Troubled Concordia, the Canadian drugmaker often compared to fellow price hiker Valeant, said on Thursday it had made a deal with creditors, replaced its CEO, and all but wiped out shareholders. That’s quite an upheaval, and it has one aim: financing.
The pharma company inked a deal with the bulk of its creditors to raise capital of $586 million in a private placement, gain $1.4 billion of new debt, and rework its debt load to reduce it to $2.4 billion.
Concordia will save about $171 million on interest because of the refi. With a new stash of funding and those savings, the company will be set up to pay its bills—and employees—for now and benefit shareholders long-term, Concordia said in a statement.

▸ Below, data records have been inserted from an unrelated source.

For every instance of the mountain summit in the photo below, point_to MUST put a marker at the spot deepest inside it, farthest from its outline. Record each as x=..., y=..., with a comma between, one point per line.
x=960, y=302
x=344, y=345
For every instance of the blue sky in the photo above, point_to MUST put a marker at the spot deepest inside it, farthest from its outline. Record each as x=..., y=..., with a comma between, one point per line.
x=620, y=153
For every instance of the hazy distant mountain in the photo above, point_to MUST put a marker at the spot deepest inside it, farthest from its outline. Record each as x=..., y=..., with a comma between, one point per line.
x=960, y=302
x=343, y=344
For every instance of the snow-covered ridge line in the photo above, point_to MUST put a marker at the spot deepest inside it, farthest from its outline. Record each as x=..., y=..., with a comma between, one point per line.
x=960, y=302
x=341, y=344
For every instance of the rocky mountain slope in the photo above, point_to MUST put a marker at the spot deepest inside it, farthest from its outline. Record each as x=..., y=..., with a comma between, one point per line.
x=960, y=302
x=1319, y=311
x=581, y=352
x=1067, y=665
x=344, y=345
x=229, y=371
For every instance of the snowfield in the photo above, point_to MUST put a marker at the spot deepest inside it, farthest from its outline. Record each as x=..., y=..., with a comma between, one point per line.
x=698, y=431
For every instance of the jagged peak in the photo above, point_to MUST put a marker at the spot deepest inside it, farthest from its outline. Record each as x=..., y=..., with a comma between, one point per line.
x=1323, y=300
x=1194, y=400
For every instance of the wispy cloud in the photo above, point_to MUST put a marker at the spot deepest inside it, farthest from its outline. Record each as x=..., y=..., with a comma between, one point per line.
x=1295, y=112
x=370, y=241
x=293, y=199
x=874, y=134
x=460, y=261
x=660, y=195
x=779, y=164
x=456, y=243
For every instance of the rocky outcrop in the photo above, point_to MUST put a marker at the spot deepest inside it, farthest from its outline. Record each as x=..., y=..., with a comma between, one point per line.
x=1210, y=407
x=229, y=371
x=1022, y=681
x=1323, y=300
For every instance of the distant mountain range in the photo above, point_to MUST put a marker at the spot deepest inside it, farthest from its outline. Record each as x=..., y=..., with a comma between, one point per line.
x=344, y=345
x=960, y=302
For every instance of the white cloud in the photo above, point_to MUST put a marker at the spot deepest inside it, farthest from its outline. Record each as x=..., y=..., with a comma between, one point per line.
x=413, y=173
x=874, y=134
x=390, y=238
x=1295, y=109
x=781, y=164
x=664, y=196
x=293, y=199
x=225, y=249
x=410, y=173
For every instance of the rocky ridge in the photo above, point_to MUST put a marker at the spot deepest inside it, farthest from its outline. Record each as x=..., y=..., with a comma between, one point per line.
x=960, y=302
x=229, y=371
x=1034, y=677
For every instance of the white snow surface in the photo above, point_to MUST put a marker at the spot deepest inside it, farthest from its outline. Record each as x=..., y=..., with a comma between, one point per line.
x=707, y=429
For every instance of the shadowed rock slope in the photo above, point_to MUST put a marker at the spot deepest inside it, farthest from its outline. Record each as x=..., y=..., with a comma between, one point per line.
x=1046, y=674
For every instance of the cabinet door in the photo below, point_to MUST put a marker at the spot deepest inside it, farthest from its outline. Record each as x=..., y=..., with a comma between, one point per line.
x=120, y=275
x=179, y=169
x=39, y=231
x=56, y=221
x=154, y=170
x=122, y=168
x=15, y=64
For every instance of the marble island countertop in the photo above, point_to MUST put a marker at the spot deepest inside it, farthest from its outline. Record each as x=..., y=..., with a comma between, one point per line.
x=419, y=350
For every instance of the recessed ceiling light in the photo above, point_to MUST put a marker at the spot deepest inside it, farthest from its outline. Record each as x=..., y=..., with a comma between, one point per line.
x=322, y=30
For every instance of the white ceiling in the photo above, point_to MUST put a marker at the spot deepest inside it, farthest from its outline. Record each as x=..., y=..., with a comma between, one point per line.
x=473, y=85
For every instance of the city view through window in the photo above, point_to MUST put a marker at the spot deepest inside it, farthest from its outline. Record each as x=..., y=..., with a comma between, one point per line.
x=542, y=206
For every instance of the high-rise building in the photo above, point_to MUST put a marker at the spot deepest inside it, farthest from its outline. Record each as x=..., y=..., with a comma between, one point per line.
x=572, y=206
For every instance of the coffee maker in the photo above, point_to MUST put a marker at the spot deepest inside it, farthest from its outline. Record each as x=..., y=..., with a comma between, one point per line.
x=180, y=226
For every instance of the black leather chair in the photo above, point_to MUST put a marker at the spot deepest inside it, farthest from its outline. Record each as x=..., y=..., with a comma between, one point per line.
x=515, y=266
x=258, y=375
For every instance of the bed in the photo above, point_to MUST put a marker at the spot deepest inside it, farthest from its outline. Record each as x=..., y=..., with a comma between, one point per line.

Thing is, those shareholders won’t be Concordia’s current investors—not in any meaningful way, that is. They’ll get one share for every 300 shares they own, and after the refinancing will own just 0.35% of the company. The debtholders will end up owning almost 100%.
Employees will lose stock options, and their shares will be treated the same way as everyone else’s, meaning they’ll be diluted down to practically nothing.
That's not a huge loss at today's prices, though. Concordia's Nasdaq shares fell deeper into penny-stock territory—26 cents—on Friday, down from a high point of $84.17 in September 2015. That's more than a 99% decrease in value in a few short years.
Also losing out in the restructuring is CEO Allan Oberman, who’s stepping aside. Graeme Duncan, president of Concordia International, will take the top chair as interim CEO rather than leaving the company at the end of June as he’d previously planned. Chief Corporate Development Officer Sarwar Islam is leaving immediately, too.